Morrison Coat of Arms / Morrison Family Crest

SURNAMES as we know them today were first assumed in Europe from the 11th to the 15th Century. They were not in use in England or in Scotland before the Norman Conquest, and were first found in the Domesday Book. The employment in the use of a second name was a custom that was first introduced from the Normans. They themselves had not long before adopted them. It became, in course of time, a mark of gentler blood, and it was deemed a disgrace for gentlemen to have but one single name, as the meaner sort had. It was not until the reign of Edward II (1307-1327) it became general practice amongst all people.

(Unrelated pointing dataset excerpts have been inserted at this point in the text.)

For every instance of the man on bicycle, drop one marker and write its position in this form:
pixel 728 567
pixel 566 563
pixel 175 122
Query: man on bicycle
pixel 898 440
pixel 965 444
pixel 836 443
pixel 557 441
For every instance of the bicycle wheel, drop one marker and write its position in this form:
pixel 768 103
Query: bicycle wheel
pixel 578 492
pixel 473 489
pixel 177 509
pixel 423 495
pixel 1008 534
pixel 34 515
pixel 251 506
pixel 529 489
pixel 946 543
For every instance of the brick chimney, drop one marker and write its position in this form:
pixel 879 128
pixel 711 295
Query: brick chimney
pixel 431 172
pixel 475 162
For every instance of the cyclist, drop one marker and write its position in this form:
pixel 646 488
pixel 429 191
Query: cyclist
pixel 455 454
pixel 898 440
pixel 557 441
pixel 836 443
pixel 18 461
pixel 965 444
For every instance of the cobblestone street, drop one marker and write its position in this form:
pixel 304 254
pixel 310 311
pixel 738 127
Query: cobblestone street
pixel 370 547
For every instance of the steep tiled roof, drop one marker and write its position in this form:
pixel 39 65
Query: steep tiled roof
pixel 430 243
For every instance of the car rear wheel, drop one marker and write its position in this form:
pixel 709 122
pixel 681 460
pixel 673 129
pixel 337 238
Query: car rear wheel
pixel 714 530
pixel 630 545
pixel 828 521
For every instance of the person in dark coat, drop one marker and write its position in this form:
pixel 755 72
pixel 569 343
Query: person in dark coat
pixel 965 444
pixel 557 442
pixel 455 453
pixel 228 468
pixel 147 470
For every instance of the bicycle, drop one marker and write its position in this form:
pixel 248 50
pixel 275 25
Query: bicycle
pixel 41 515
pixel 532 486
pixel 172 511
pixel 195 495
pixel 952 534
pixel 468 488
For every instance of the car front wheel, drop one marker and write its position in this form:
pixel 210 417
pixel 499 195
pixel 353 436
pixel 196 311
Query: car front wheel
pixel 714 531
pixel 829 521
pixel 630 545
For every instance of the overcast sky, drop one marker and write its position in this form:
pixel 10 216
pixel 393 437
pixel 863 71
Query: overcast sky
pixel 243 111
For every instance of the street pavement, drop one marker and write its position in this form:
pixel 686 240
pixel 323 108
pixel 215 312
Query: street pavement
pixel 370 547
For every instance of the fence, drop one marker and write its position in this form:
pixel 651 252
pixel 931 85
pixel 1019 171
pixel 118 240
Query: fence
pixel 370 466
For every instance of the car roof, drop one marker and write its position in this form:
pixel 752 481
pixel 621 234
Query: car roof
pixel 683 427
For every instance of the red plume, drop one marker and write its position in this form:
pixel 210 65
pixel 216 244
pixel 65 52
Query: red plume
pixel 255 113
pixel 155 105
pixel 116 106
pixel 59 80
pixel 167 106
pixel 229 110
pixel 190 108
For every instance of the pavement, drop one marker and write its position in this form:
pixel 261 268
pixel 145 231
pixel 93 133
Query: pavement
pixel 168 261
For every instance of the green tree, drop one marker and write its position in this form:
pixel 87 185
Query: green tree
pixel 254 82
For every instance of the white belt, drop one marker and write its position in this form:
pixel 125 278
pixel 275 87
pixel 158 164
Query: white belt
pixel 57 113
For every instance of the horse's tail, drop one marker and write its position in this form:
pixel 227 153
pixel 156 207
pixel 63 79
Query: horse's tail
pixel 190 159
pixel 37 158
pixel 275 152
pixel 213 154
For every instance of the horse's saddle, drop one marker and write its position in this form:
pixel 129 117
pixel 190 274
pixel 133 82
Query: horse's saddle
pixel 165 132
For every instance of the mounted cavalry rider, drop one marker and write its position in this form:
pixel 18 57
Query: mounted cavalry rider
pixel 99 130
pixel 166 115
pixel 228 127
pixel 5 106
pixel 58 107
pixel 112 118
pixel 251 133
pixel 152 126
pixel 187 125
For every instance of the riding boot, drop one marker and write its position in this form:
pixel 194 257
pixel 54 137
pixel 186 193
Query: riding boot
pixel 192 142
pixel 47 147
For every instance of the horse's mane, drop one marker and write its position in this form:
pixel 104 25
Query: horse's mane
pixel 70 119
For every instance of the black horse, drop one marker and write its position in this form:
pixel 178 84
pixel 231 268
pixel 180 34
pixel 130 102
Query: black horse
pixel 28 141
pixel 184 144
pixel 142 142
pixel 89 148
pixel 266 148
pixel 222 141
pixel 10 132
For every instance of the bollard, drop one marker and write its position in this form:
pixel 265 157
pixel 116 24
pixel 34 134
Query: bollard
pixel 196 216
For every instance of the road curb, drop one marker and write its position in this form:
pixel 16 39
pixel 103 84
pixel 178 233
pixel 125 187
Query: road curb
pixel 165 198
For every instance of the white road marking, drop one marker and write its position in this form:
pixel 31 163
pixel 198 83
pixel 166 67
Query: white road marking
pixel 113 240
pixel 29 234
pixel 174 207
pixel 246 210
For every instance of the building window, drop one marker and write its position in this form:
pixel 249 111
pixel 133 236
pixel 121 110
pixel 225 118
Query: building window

MORRISON was a baptismal name 'the son of Morris'. In Latin documents the name appears as MAURICII. Early records of the name mention Andrew Mauricii who was a notary public in Scotland in 1450, and John Moricii was the burgess of Glasgow in 1480. Thomas Moris, was documented in the year 1400, in County Yorkshire. Robert Wolf married Joanne Morrys at St. James's, Clerkenwell, London in 1602. Isabell Garret married Alice Morrice, at the same church in the year 1602. Morris was the name of an extensive and powerful family in colonial North America, who played a leading part in the emergence of the nation. They were descended from Richard Morris (died 1672), who had fought in Cromwell's army and then became a merchant in Barbados. His son Lewis (1671-1746) established the 'manor' of Morrisiana in New York State. His grandson Lewis (1726-98), 3rd owner of that manor, was a signatory of the Declaration of Independence. Two other grandsons, Richard and Gouverneur, were also key figures in the Revolution. However, their half-brother Staats Morris (1728-1800) was a general in the British Army and governor of Quebec. The associated arms are recorded in Sir Bernard Burkes General Armory. Ulster King of Arms in 1884. The eagle depicted in the crest is emblematical of fortitude and magnanimity of mind. The Romans used the figure of an eagle for their ensign, and their example has been often followed. It is the device of Russia, Austria, Germany and the United States of America.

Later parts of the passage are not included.